EN FRANCE : Le jeu d'échec de Charlemagne.

Dans le dictionnaire étymologique de la langue françoise, de Gilles Ménage, 1750, p 504,
il est écrit :

"...A toutes ces raisons on peut ajouter, ce que j'ai appris de M Auzout, homme de grande érudition, que sous une pièce de ces grands échecs qui sont à Saint-Denis, et qu'on dit être les échecs de Charlemagne, on y lit ces mots arabes : "Min âmel Jousous el-Nakali" qui veulent dire " ex opere Joseph Al-Nakali"...
Source gallica, bibliothèque nationale de France.


♦ LITTERATURE


Chanson de Roland

- La chanson de Roland
En Europe, à la fin du XIe siècle ( 1098), le mot "échec" intervient dans la chanson de Roland,
Conservée sous sa forme la plus ancienne dans un manuscrit copié entre 1125 et 1150 (manuscrit dit d'Oxford) :


"Sur de blancs tapis de soie
sont assis les chevaliers;
pour se divertir,
les plus sages et les vieux
jouent aux tables et aux échecs,
et les légers bacheliers
s'escriment de l'épée."

Traduction J.Bédier, H.Piazza, 1922, p10.


♦ LEGENDES



- Légende indienne du brahman Sissa

Le roi Belkib (Indes, 3000 ans avant notre ère) cherchait à tromper son ennui. Le sage Sissa, fils du Brahman Dahir, lui présenta alors le jeu d'échecs.

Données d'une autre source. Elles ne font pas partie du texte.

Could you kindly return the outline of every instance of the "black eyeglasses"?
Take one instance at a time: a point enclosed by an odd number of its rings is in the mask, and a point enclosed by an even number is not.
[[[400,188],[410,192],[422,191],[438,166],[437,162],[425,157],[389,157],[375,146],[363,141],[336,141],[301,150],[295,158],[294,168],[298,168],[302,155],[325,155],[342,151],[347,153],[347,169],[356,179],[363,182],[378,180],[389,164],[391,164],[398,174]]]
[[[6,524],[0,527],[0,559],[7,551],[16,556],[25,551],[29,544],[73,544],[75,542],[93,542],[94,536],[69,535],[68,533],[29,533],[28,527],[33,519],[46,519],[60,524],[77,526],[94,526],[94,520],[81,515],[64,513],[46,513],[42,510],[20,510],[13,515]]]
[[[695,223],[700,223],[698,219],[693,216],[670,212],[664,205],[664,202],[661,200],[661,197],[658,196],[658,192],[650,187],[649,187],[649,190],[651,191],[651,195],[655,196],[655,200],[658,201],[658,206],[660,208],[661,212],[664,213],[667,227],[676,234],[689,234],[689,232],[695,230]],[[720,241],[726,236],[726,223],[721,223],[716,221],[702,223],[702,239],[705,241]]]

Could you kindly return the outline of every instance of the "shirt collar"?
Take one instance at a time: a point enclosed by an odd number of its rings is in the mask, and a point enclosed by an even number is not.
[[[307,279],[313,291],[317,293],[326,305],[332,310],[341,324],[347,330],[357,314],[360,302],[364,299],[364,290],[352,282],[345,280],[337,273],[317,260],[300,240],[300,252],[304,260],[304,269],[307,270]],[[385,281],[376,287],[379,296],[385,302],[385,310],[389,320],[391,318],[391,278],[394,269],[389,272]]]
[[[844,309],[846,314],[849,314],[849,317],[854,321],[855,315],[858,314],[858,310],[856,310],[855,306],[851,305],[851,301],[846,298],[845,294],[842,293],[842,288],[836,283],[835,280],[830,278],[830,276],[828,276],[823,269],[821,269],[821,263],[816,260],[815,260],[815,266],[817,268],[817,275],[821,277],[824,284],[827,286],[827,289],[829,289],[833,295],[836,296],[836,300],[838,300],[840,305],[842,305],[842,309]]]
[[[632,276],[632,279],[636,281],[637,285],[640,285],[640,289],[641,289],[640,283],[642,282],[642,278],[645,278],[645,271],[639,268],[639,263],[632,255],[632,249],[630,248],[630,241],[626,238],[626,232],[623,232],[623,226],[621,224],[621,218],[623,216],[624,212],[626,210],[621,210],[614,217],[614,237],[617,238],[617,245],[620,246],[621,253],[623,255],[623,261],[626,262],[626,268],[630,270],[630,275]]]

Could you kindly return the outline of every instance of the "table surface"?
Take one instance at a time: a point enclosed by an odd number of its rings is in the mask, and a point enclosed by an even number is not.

Le souverain, ravi, demanda à Sissa ce qu'il désirait pour le remercier de ce cadeau extraordinaire.
Sissa demanda alors au prince de déposer un grain de riz sur la première case, deux sur la deuxième, quatre sur la troisième, et ainsi de suite en doublant la quantité de grain à chaque case et ceci jusqu'à la dernière case. Le prince accorda immédiatement cette récompense apparemment modeste, ignorant qu'il ne pourrait jamais s'acquitter du prix du jeu. En effet, sur la dernière case de l'échiquier, il aurait du poser un nombre total de grains, très largement supérieur à la production mondiale de riz.


- Légende grecque

Palamède, un héros grec de l'Iliade célèbre pour son intelligence, aurait inventé le jeu (en même temps que d'autres) pour distraire les troupes durant le siège de Troie en même temps que développer leur sens stratégique de la guerre.


- Légende Arthurienne

Palamede est un Sarrasin converti au Christianisme devenu un Chevalier de la Table Ronde.
C'est pour avoir importé "le plus noble des jeux" d'Orient que ses armoiries étaient échiquetées de sable et d'argent.